If you have children, you’re likely to be pestered for movie tickets after the new adaptation of Charlotte’s Web opens later this month. But the images prodding your kids toward the multiplex might be more about animal rights than E.B. White. One Charlotte’s Web commercial airing on Nickelodeon (oddly enough, during an episode of Mr. Meaty) shows heroic bike-riding teens in pig-snout masks “liberating” (read: stealing) a barn full of pigs. Is this illegal? Definitely. Is it appropriate advertising for a G-rated movie? No way. Does Paramount Pictures understand what it’s wading into? You be the judge: The TV commercial ends with a plea for kids to visit SaveWilbur.com, a Nickelodeon / Paramount website that encourages kids to “Say no to bacon” and print out stickers reading “Tofu Rulez.”

Paramount’s official website for Charlotte’s Web includes “educational links” to animal-rights extremist groups including Farm Sanctuary and the Humane Society of the United States.

Last year, Paramount Pictures hosted a 25th-Anniversary gala for People for the Ethical Treatment of Animals (PETA) on its Hollywood studio lot. (We were there too.)

The Sydney Morning Herald reports that “Paramount Pictures made a ‘significant’ donation to Animals Australia” after Charlotte’s Web was filmed Down Under. Paramount’s contribution funded a $500,000 advertising campaign attacking the idea of eating pork. The ads include cookbook-style presentations of “Emotionally Stressed Pork Sausages” and “Traumatised Suckling Piglet.”

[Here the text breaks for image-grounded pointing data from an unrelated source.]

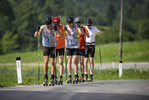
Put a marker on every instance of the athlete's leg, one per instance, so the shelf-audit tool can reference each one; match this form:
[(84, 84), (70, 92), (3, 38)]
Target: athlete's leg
[(46, 60), (91, 65), (69, 59), (82, 64), (61, 64), (75, 61)]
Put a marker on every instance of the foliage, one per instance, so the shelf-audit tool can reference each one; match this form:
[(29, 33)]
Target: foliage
[(21, 17), (8, 75)]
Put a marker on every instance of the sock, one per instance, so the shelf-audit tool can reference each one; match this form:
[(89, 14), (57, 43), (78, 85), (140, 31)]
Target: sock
[(52, 76), (76, 75), (45, 76), (69, 76), (82, 75), (61, 77)]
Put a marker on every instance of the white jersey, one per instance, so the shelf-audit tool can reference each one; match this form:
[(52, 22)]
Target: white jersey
[(72, 41), (48, 38), (92, 32)]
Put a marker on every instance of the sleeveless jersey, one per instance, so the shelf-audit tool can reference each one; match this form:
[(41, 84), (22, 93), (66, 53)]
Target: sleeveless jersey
[(60, 40), (82, 40), (92, 32), (48, 38), (72, 41)]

Of course, Charlotte’s Web is a work of fiction. The real world, as author E.B. White’s own life attested, is still the real world. (White raised and killed pigs on his own Vermont farm for decades.) In the world of the film’s animal-liberation commercial, White would be the depraved farmer, shocked to find his livelihood exiting the barn en masse.

Paramount appears to be calculating that adults won’t be sufficiently turned off by a blatant animal-rights promotion to take their children to see Unaccompanied Minors instead. The studio might want to remember that the non-vegetarian majority buys a lot of movie tickets. And we could always decide not to.